Why do you need a Pension?
Thinking about retirement is often low on the list of life’s priorities. Numerous financial commitments frequently trump a consideration of future needs; sourcing the income for the mortgage, household bills, children and other everyday essentials means that it is no surprise that saving for the future often gets overlooked.
However, a person will still have financial needs beyond the age of their retirement – even the cost of a daily newspaper or a weekly grocery shop can add up over a year. Often post-retirement plans include travelling, enjoying new hobbies or simply taking the opportunity to take in life’s luxuries. Retirement also gives us a lot more free time, which we will often fill with activities that may cost money.
Whatever the goals are, serious choices will have to be made and the sooner such choices are made the faster the freedoms that retirement affords can be enjoyed. If a person wishes to enjoy a higher or even the same standard of living after they cease to be an active member of the workforce, they need to plan for their retirement in advance in order to have an adequate income in retirement.

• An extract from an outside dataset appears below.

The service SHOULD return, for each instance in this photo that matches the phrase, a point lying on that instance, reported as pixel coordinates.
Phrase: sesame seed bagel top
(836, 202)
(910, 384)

Forward planning offers peace of mind that you have planned well for your future and will be financially stable when you get there.
A pension plan will assist in providing this certainty and, given that even a short delay can affect the amount received upon retirement, the general rule is that the earlier contributions are made, the better. By thinking about pension plans now, much of the anxiety surrounding the affordability of future plans can be reduced. If a person is thinking of retiring they will need to take into account where their future income will be coming from and how much it will be.
A crucial financial choice to be tackled is how the pension fund is to be converted into income. Although this decision need not be made until retirement is approaching, it is important to consider carefully what the right option is for a person’s specific circumstances. A pension fund can provide a tax-free lump sum payment upon retirement (normally up to the value of 25% of the fund’s value) while the amount of any regular payments will depend on the size of the fund that has been built up and the annuity rates on offer at the time of retirement.
Factors such as health, age and additional sources of income may also have an impact on retirement options. Attitudes toward investment risk, the balance between lump sum payouts and regular income and what will happen to your fund when you die are all considerations that will shape the choices you make when choosing your pension plan.
It should always be kept in mind that any returns are not guaranteed – the value of a pension fund may fall as well as rise leaving a person with less money upon retirement than initially invested.
Consultation with an IFA is recommended in many situations as the professional will be able to assess your personal situation and goals and advise you accordingly.